Towards the close of the round, Mills Lane slapped a warning Tyson’s way for aiming low, instructing the fighter to “keep’em up.” Tyson’s compliance was in the form of an overhand right that smashed like a hammer upon Ruddock’s head.

As the blow struck and Ruddock fell, it was like an invisible chair had been swiped from the unbeknown Jamaican as he prepared to sit down at the dinner table; sweat whipping from his head as Tyson’s fist rescinded its menace.
A few seconds ticked by before Ruddock was back on his feet, still reverberating slightly from the impact of the thud that had just whammed him to the canvass. Lane issued the mandatory eight count, and for the last one minute and twenty seconds left on the clock, Tyson bullied and terrorised Ruddock around the ring, attempting to wallop the stuffing out of him like he would a heavy punch bag. However, Razor survived the round.

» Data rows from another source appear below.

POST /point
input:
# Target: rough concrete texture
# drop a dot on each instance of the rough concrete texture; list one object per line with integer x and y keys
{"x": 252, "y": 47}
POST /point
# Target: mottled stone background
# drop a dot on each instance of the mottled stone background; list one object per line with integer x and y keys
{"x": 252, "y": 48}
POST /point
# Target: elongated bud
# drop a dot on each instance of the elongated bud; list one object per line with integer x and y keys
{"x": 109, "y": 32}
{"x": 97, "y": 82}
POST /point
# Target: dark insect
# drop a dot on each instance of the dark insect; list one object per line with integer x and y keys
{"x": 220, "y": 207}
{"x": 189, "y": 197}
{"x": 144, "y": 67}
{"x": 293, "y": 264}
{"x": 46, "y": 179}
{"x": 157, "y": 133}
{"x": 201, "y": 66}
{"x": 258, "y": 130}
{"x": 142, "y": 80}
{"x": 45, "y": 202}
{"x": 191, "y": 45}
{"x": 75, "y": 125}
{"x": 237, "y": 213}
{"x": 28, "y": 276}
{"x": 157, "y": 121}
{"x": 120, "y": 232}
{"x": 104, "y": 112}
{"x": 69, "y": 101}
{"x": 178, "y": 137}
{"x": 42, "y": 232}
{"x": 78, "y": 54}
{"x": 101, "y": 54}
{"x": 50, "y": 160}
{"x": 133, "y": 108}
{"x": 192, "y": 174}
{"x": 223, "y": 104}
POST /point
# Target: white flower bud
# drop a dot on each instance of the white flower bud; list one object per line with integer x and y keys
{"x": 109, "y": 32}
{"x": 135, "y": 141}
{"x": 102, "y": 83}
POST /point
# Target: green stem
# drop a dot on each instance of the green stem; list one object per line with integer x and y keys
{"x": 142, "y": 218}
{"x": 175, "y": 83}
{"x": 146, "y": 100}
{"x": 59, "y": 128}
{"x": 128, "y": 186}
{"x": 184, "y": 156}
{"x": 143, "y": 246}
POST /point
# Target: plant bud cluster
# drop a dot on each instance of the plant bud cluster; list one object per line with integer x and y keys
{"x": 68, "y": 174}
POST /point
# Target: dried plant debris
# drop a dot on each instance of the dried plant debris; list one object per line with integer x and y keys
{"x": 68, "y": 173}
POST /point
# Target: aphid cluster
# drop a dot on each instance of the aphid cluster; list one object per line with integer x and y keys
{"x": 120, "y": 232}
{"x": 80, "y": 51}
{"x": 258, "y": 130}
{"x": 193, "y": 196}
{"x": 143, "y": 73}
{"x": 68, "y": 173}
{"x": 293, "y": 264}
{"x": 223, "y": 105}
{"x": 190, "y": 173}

In the third, Tyson was rocked by a vicious glut of hooks and uppercuts that blasted against his jaw and middle. Round four, and Ruddock was dropped by a stiff right. Before the referee reached the count of three, Razor was on his feet, and the pair continued to trade leathered damage in the middle of their own square jungle.

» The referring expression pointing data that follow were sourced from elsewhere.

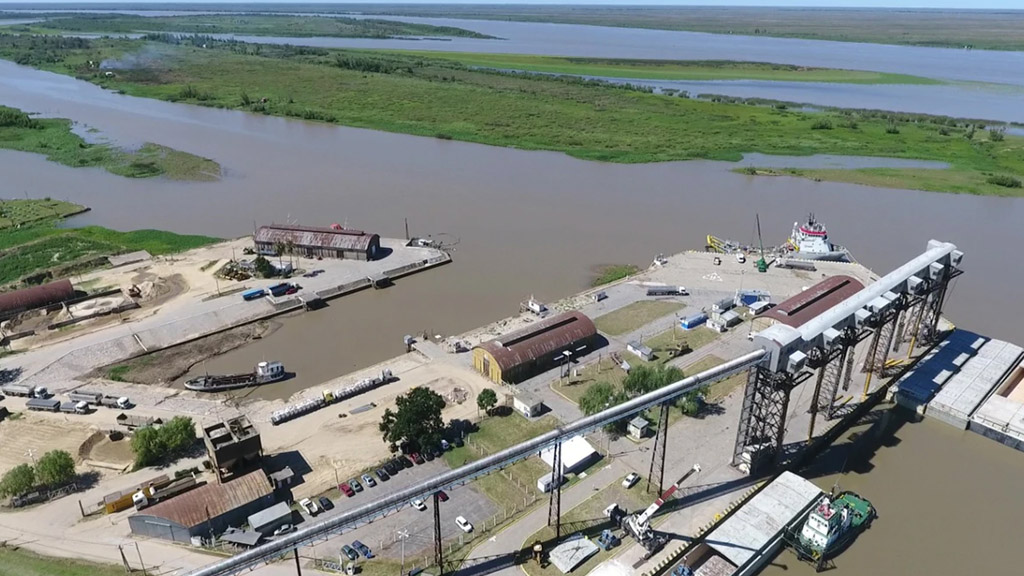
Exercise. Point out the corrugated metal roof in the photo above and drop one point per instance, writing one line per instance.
(816, 299)
(194, 507)
(37, 296)
(269, 516)
(762, 518)
(342, 239)
(542, 338)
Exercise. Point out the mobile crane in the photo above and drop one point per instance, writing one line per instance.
(638, 525)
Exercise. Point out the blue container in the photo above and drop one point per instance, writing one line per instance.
(253, 294)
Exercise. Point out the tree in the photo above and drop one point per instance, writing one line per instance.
(147, 445)
(597, 398)
(645, 378)
(152, 445)
(178, 435)
(262, 266)
(18, 480)
(417, 421)
(486, 400)
(55, 468)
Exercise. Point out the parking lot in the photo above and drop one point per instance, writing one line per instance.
(382, 534)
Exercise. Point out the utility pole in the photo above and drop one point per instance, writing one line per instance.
(402, 535)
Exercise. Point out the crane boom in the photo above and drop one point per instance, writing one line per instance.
(645, 517)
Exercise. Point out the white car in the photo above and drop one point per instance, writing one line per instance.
(309, 506)
(464, 524)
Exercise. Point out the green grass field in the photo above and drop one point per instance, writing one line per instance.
(498, 433)
(23, 563)
(589, 518)
(42, 250)
(669, 70)
(17, 212)
(632, 317)
(441, 98)
(53, 137)
(255, 25)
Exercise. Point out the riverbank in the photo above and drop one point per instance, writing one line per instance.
(993, 30)
(248, 24)
(38, 250)
(445, 99)
(669, 70)
(54, 138)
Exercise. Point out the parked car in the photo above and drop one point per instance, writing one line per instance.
(309, 506)
(364, 549)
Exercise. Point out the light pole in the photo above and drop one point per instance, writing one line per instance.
(402, 535)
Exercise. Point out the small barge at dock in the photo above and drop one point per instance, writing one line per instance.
(265, 372)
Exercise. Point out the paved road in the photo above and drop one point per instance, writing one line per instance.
(513, 537)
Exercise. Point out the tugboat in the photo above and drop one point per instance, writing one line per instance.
(264, 373)
(832, 525)
(810, 242)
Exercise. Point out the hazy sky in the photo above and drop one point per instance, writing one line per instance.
(975, 4)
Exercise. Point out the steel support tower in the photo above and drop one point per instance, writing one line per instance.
(657, 456)
(555, 502)
(762, 420)
(438, 545)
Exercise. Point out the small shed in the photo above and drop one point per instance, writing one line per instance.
(641, 351)
(527, 404)
(268, 520)
(577, 455)
(638, 427)
(730, 318)
(692, 322)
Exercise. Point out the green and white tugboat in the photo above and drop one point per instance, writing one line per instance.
(833, 525)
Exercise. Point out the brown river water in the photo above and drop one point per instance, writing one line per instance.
(949, 503)
(526, 222)
(534, 222)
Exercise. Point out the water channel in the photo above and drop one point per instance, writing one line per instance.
(534, 222)
(528, 222)
(948, 503)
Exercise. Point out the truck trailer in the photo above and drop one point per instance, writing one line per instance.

Rounds five and six, and the fight was still cooking as both Tyson and Ruddock gritted their teeth and banged away until the clang of the bell. 

By the eleventh, Tyson was well ahead on points, however, if he wanted to re-galvanise his image as a knockout merchant with a temper fixed to a hair trigger, then he only had three more minutes to put the fight to bed. But as he trudged to his corner, Mike looked spent of any kayo force.
The twelfth and final round was relentlessly savage, and with blowtorched muscles, heavy boots, and exerted lungs, Ruddock and Tyson rolled the dice for three more minutes, channelling every ounce of power and strength into their punches until the final bell rang loud and clear.
The two fighters embraced, both acknowledging and respecting each-others’ valour and determination. Tyson spoke privately in his heavyweight compatriot’s ear. Ruddock smiled and nodded; his face swollen and disfigured from a broken jaw which he sustained in the fourth round.

The judges awarded Tyson the wide points victory, while Ruddock earned commendable second prize honours, Tyson’s respect, and a visit to the hospital from a fractured jaw.
Mike Tyson would not have the WBC heavyweight belt around his waist again until March 16, 1996, after stopping Frank Bruno in round three at the MGM Grand in Las Vegas.